B. Pray and Read Scripture. I don’t know that there is a formula for the best way to do this. There are all kinds of cool ideas about how to read through the Bible or how to pray. I don’t think they are bad; I just don’t think there is a one-size-fits-all kind of approach.

  • Listen to or read the Bible.

  • Pray alone - or get together with others.

  • Pray for a block of time - or throughout the day.

  • Sing.
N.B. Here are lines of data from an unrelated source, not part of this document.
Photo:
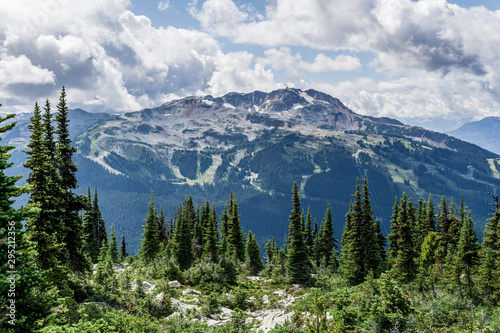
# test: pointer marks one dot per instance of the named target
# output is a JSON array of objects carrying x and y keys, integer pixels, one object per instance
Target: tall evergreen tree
[
  {"x": 123, "y": 249},
  {"x": 253, "y": 260},
  {"x": 44, "y": 227},
  {"x": 211, "y": 237},
  {"x": 71, "y": 203},
  {"x": 113, "y": 246},
  {"x": 33, "y": 299},
  {"x": 297, "y": 254},
  {"x": 404, "y": 267},
  {"x": 89, "y": 235},
  {"x": 183, "y": 249},
  {"x": 235, "y": 241},
  {"x": 150, "y": 245},
  {"x": 326, "y": 239}
]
There are theologically rich songs that are good reminders of the hope we find in Jesus.

C. Dive Into Devotionals (podcasts, books, teachings). This is one way to experience the community of the church. It’s also a good way to find clarity about the Scriptures and to hear the testimonies of others. What did they do when they were in the First and Second days of their stories?

D. Practice Obedience. One of the greatest dangers we face is giving up and saying to God, “You know what? If I can’t feel your presence, I am going to live as if you’re not there.” We shake our fist at the heavens and begin to sow sinful things that can be forgiven and healed but will nonetheless be harvested (Galatians 6:7).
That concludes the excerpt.